High-Intensity Pulse Magnetic Fields Affect Redox Homeostasis and Survival Rate of Escherichia coli According to Initial Level of Intracellular Glucose
Pengbo Wang, Limeng Du, Yunchong Li, Zitang Xu, Luona Ye, Shuhan Dai, Li Xu, Jinyong Yan, Xiaoman Xie, Quanliang Cao, Min Yang, Xiaotao Han, Yunjun Yan

TL;DR
High-intensity pulse magnetic fields affect Escherichia coli survival and redox balance based on their initial glucose levels.
Contribution
This study reveals how high-intensity pulse magnetic fields influence E. coli survival through glucose metabolism and ROS production.
Findings
HI-PMF increases intracellular NADH/NAD+ ratio and improves cell survival in E. coli.
High initial glucose levels in E. coli lead to increased cell density after HI-PMF treatment.

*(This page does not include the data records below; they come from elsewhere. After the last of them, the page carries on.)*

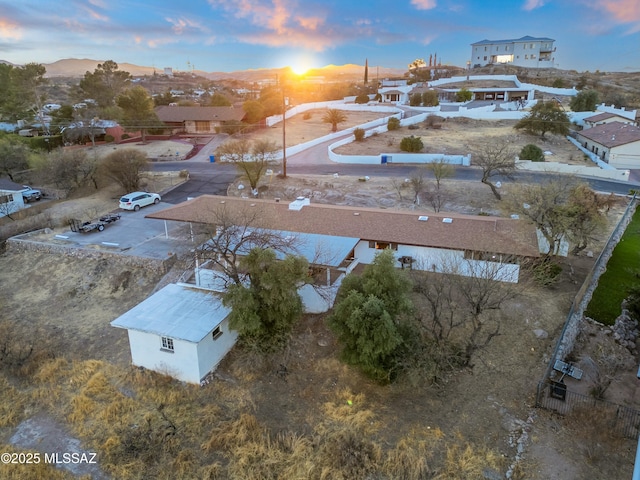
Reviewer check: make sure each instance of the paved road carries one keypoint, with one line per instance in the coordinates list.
(214, 178)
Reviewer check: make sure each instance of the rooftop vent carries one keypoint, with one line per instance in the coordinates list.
(298, 203)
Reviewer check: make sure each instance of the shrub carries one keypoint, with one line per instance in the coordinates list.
(393, 124)
(532, 152)
(411, 144)
(362, 98)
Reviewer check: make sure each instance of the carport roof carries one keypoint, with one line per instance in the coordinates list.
(437, 230)
(177, 311)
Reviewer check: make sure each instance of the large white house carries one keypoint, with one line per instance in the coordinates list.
(616, 143)
(534, 52)
(179, 331)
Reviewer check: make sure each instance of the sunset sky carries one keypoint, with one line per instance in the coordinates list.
(229, 35)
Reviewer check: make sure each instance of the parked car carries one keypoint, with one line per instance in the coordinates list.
(136, 200)
(29, 194)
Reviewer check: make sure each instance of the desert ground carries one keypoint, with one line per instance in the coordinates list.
(476, 423)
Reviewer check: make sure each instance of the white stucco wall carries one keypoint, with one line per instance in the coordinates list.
(189, 362)
(146, 351)
(211, 352)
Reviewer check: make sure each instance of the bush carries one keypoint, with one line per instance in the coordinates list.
(532, 152)
(411, 144)
(362, 98)
(393, 124)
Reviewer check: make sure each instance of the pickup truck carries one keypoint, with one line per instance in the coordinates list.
(29, 194)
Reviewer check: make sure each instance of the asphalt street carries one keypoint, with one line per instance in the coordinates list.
(213, 178)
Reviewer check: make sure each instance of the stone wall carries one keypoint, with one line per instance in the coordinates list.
(21, 245)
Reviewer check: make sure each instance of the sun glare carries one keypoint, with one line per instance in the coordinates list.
(300, 69)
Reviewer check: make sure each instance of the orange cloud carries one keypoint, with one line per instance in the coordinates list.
(424, 4)
(623, 11)
(8, 29)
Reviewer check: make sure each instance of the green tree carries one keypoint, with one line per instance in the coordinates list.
(411, 144)
(430, 98)
(585, 101)
(367, 316)
(105, 84)
(463, 95)
(334, 117)
(125, 167)
(532, 152)
(138, 110)
(14, 156)
(265, 309)
(545, 117)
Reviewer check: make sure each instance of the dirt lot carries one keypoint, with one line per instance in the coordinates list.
(463, 136)
(488, 409)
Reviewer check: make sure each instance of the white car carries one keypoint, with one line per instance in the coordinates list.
(137, 200)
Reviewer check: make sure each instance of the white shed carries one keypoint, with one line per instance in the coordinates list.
(179, 331)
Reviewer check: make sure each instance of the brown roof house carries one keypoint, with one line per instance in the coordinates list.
(449, 243)
(198, 120)
(605, 117)
(616, 143)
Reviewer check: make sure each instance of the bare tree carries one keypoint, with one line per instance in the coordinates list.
(496, 159)
(252, 160)
(463, 302)
(561, 210)
(125, 167)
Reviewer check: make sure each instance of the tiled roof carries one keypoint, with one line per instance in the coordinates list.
(612, 134)
(463, 232)
(181, 114)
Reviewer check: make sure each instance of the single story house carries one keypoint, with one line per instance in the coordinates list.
(11, 199)
(452, 243)
(179, 331)
(605, 117)
(197, 120)
(616, 143)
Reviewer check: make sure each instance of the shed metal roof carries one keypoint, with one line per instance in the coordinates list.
(176, 311)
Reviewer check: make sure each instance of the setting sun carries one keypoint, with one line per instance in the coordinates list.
(300, 69)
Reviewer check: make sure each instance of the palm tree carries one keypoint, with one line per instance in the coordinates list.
(334, 117)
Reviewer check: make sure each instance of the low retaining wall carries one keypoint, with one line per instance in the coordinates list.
(21, 244)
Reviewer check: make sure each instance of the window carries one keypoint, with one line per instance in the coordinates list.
(216, 332)
(167, 344)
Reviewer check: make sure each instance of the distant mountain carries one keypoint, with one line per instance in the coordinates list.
(76, 67)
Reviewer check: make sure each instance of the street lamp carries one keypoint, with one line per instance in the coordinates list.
(284, 133)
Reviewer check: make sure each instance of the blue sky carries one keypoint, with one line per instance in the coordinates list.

HI-PMF-induced reactive oxygen species are central to observed physiological changes.
Abstract
The biological effects of magnetic fields (MFs) have been studied and applied in medicine over the past four decades. However, the influence of high-intensity pulse magnetic fields (HI-PMFs), theorized to exert even stronger biological effects, is rarely reported. Herein, a study was conducted to investigate the biological effects of 2.5 T HI-PMF on the model organism Escherichia coli and its corresponding physiological alterations. After being treated by HI-PMF, a notable increase was observed in its intracellular NADH/NAD+ ratio, coupled with an improved cell survival rate. Transcriptome analysis revealed significant upregulation of genes related to glucose metabolism. Subsequent experiments confirmed that if the initial intracellular glucose level was relatively high and markedly decreased after being treated with HI-PMF, the cell density would significantly rise, owing to the…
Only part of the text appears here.